Northern Courier’s remarkable construction wins society Project of the Year
Now more than ever, the way pipelines are built around rivers, lakes and other important water bodies is something people care a lot about. So keeping northern Alberta’s biggest and longest river safe with challenges such as steep banks, sensitive ecology, and a harsh climate was of utmost importance to the engineers working on TransCanada’s Northern Courier Pipeline Project.
The team had to think creatively and put the latest technology and pipeline construction innovations to work on the 90-kilometre (55-mile) project in the northeast corner of the province.
Challenging sections to overcome
The pipeline project has some particularly challenging sections along its route, including eight major crossings under large water bodies and busy roads. In order to complete these crossings safely and with minimal impact to the environment, additional planning and thought was required to determine the best approach. While the team didn’t set out to break any records, their work has received international recognition for their use of “trenchless” crossing techniques that allow pipe to be installed underground with minimal impact to surface resources.
“A horizontal directional drill (HDD) provides the benefit of being able to go underground without disturbing sensitive areas,” says Tim Smith, pipeline project manager for the Northern Courier Pipeline Project. “In this particular case the Athabasca River is a protected area environmentally and by doing an HDD we were able to stay out of that protected area and minimize our impact on the environment.”

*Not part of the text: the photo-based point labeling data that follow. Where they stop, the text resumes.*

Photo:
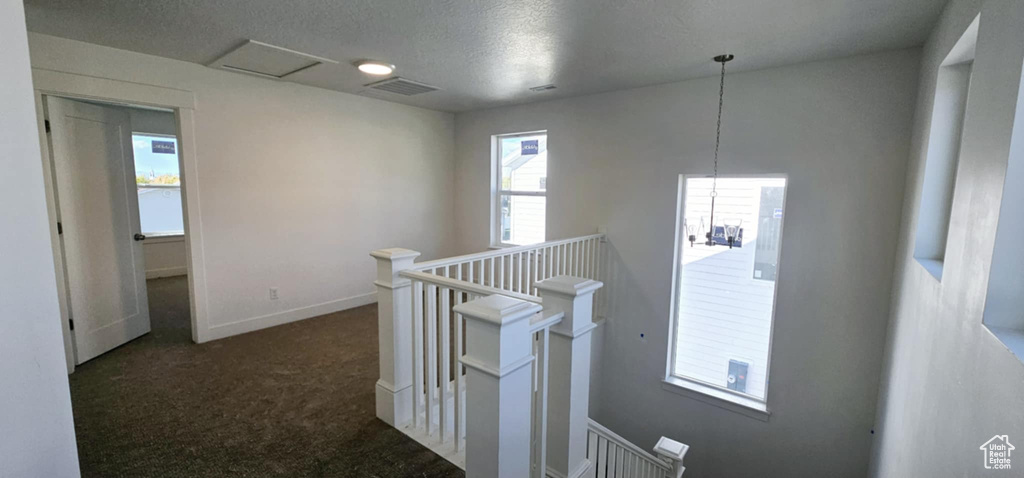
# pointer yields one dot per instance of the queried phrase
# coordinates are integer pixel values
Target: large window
(725, 292)
(159, 183)
(520, 186)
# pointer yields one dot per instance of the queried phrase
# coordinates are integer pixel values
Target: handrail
(464, 286)
(610, 435)
(499, 252)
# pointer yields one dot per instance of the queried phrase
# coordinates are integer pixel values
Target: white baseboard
(167, 272)
(279, 318)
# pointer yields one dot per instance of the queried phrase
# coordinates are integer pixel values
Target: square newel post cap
(393, 254)
(389, 263)
(671, 449)
(568, 286)
(498, 310)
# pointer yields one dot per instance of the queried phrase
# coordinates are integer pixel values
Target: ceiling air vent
(265, 60)
(401, 86)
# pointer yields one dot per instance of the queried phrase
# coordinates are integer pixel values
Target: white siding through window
(724, 312)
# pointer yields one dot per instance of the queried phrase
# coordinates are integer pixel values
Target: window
(520, 186)
(948, 111)
(725, 295)
(159, 183)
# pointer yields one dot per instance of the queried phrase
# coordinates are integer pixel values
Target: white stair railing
(455, 345)
(518, 269)
(614, 457)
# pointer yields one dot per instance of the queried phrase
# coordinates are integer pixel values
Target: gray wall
(296, 184)
(841, 130)
(948, 384)
(37, 437)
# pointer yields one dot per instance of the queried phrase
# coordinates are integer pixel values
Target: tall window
(520, 186)
(725, 295)
(159, 183)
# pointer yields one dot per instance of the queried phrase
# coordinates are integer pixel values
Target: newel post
(568, 392)
(394, 330)
(499, 386)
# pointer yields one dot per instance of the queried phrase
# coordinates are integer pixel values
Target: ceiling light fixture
(718, 139)
(371, 67)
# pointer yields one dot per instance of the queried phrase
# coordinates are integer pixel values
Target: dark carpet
(295, 400)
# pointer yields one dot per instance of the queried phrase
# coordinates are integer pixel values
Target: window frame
(750, 405)
(497, 192)
(177, 156)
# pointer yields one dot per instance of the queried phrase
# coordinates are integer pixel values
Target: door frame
(182, 103)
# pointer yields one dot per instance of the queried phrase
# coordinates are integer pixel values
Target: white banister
(569, 361)
(525, 381)
(499, 385)
(614, 457)
(393, 391)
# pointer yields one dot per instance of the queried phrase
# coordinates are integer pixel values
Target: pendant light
(718, 139)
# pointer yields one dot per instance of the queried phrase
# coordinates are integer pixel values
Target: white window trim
(709, 393)
(497, 191)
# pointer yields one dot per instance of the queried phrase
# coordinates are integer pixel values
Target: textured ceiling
(484, 53)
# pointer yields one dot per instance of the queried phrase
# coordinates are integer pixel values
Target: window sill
(164, 237)
(714, 396)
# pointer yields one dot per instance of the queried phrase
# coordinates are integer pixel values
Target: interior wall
(840, 129)
(296, 184)
(38, 436)
(949, 385)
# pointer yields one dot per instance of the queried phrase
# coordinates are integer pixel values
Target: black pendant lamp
(718, 139)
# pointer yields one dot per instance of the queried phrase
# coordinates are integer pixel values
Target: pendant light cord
(718, 133)
(718, 140)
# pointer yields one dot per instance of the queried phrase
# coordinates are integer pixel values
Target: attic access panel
(266, 60)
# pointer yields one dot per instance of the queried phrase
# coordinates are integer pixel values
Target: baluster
(537, 269)
(459, 409)
(445, 324)
(523, 273)
(501, 272)
(541, 405)
(431, 354)
(417, 350)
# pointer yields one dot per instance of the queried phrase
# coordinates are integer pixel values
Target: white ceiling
(484, 53)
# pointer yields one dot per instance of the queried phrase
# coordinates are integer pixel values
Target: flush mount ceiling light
(371, 67)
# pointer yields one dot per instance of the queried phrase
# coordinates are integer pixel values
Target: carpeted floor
(295, 400)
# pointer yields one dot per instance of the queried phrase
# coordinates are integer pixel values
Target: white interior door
(97, 205)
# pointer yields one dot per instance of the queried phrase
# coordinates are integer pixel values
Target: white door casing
(97, 206)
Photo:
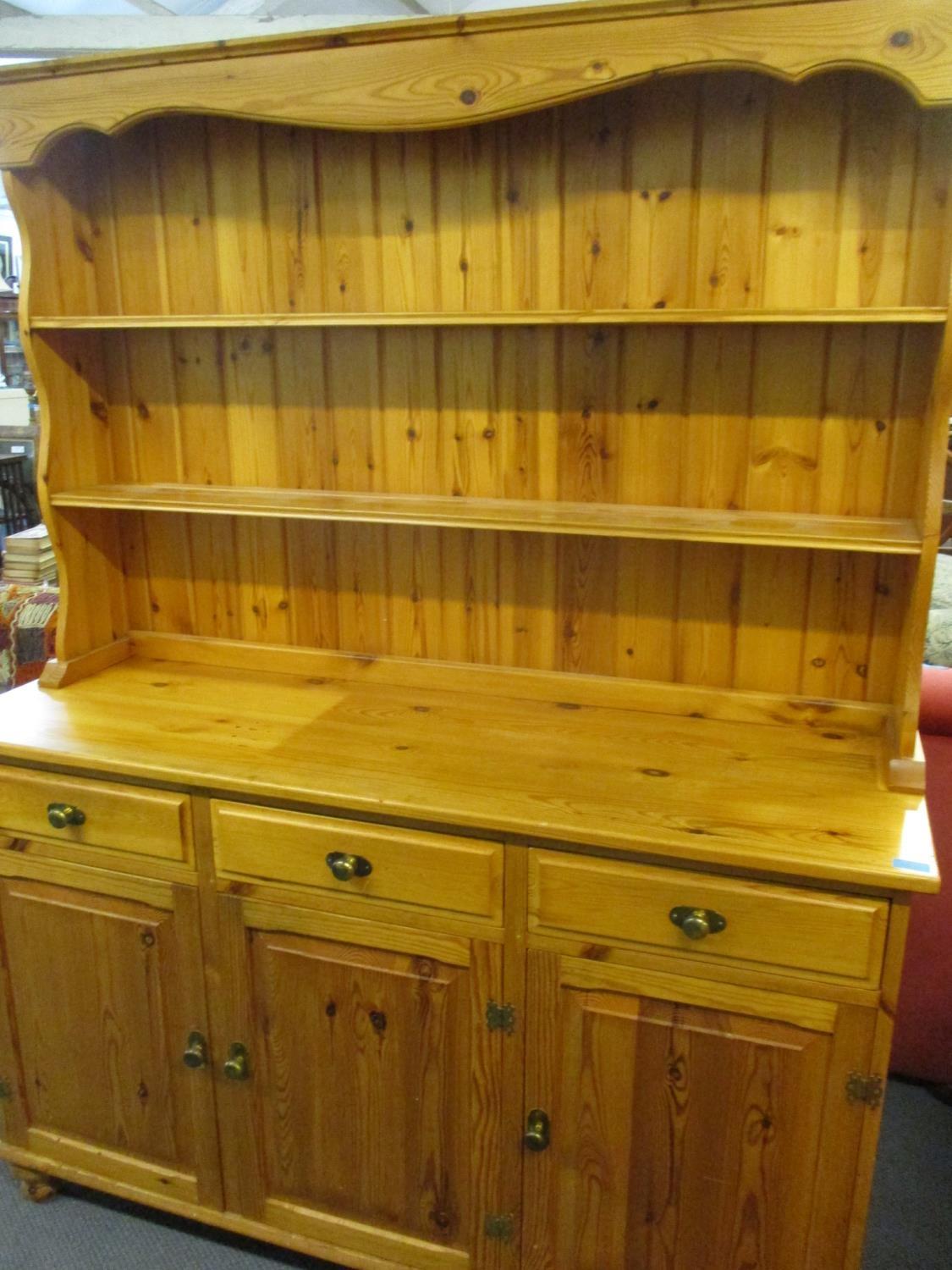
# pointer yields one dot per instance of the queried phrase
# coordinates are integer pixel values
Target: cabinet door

Longest 42-inch-wide HDD completed in North America
The HDD the project completed under the Athabasca River turned out to be the longest 42-inch-wide HDD completed in North America to date at 2,195 metres (7,200 feet), in order to install the pipeline 70 metres below the riverbed. HDD is a technique that TransCanada frequently uses for major water crossings because it avoids in-stream work during construction and places the pipe below the riverbed.
Along with our contractors Michels and CCI Inc., the Northern Courier team’s Athabasca River crossing was awarded Project of the Year by the North American Society for Trenchless Technology (Northwest Chapter), a society dedicated to promoting the benefits of trenchless technology for public awareness through education, training and research.
“This is a high honour in the world of trenchless crossing technology,” Smith said. “It means a lot to those of us who work day in and day out to install pipelines in a way that minimizes the environmental impact while delivering the energy products our society needs.”
Crossing techniques of the future
The Northern Courier team also involved another “first” for TransCanada, when the team decided to use a “Direct Pipe” crossing methodology to install a 42-inch pipe underneath Highway 63, which connects Alberta’s oilsands to Fort McMurray.
“Our engineering contractor CCI recommended the use of Michels Canada’s Direct Pipe crossing technology instead of a typical HDD after reviewing the soil and geotechnical data in the area. This was a recommendation that we supported as using this new technology was the most optimal way to install this particular crossing,” Smith said.
Direct Pipe is a relatively new technique that utilizes a drill head slightly larger than the pipe diameter to create a tunnel. The drill head scrapes through rock, clay and sand and moves the waste material through a series of internal pipes to a container where it can be hauled away. The carrier pipe string is pushed into the drill tunnel simultaneously as it digs.
“This is the first time we have used Direct Pipe at TransCanada to complete a pipe crossing, but it definitely will not be the last,” says Charlie Edwards construction manager for the Northern Courier Pipeline Project.